Irmão do chefe de gabinete de Luís Montenegro nomeado consultor coordenador com salário de 4.400 euros. Há um ano era estagiário

O Ministério da Reforma do Estado justificou a escolha com base no mérito académico e no processo de recrutamento realizado.

Executive Digest

De acordo com a TVI, Frederico Perestrelo Pinto é irmão de Pedro Perestrelo Pinto, atual chefe de gabinete de Luís Montenegro, ligação familiar confirmada após a publicação da nomeação em Diário da República.

A decisão foi formalizada através de um despacho assinado por três membros do Governo: o ministro das Finanças, o ministro da Presidência e o ministro da Reforma do Estado. Frederico Perestrelo Pinto integra agora a equipa de consultores coordenadores do Grupo de Trabalho criado para preparar e executar a reforma da administração pública, uma das principais bandeiras do atual executivo.



Segundo a TVI, este grupo de trabalho pode incluir até 15 pessoas em regime de comissão de serviço e tem como missão promover a racionalização de serviços, o aumento da eficiência do Estado e a reorganização da administração pública.

O currículo publicado em Diário da República refere que Frederico Perestrelo Pinto é licenciado e mestre em Economia, tendo exercido funções como analista de negócios na EDP Renováveis, além de estágios na mesma empresa e na Caixa Geral de Depósitos.

A informação disponível indica que o agora consultor coordenador realizou um estágio na EDP Renováveis, em Madrid, iniciado em novembro de 2024 e concluído em abril de 2025. Desde maio desse ano, passou a desempenhar funções como analista de desenvolvimento de negócios na mesma empresa em Espanha.

Contactado pela TVI, o chefe de gabinete do primeiro-ministro garantiu que não teve qualquer intervenção no processo.
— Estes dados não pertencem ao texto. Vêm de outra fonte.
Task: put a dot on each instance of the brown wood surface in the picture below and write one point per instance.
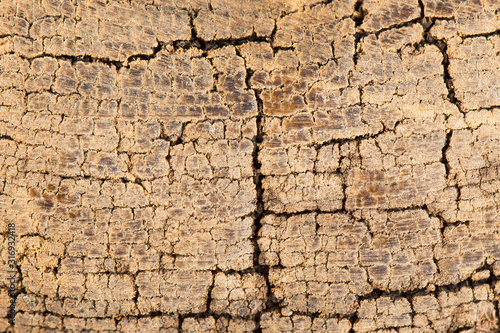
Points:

Pedro Perestrelo Pinto afirmou que apenas teve conhecimento da proposta quando o irmão o informou, sublinhando que este tem uma carreira profissional autónoma e independente.

Na resposta enviada, o responsável acrescentou que as competências do irmão podem ser avaliadas através da nota curricular publicada, bem como junto de anteriores superiores hierárquicos e do orientador de mestrado.

O Ministério da Reforma do Estado justificou a escolha com base no mérito académico e no processo de recrutamento realizado. Segundo a explicação enviada à TVI, Frederico Perestrelo Pinto cumpre os critérios definidos para o cargo, que exigem perfil analítico ou jurídico, experiência de gestão, capacidade de acompanhamento de projetos e uma sólida base académica nas áreas económica ou jurídica.

O ministério destacou ainda que o consultor coordenador tem licenciatura na Nova SBE, com classificação de 17 valores, e mestrado na Universidade Bocconi, em Milão, onde obteve 109 em 110 pontos e a nota máxima na dissertação.

O Governo sublinhou também que Frederico Perestrelo Pinto deixou o cargo que ocupava em Madrid para integrar este grupo de trabalho, cuja duração está prevista até 31 de dezembro de 2026. A remuneração associada ao cargo de consultor coordenador é semelhante à de um deputado, situando-se nos 4.400 euros mensais.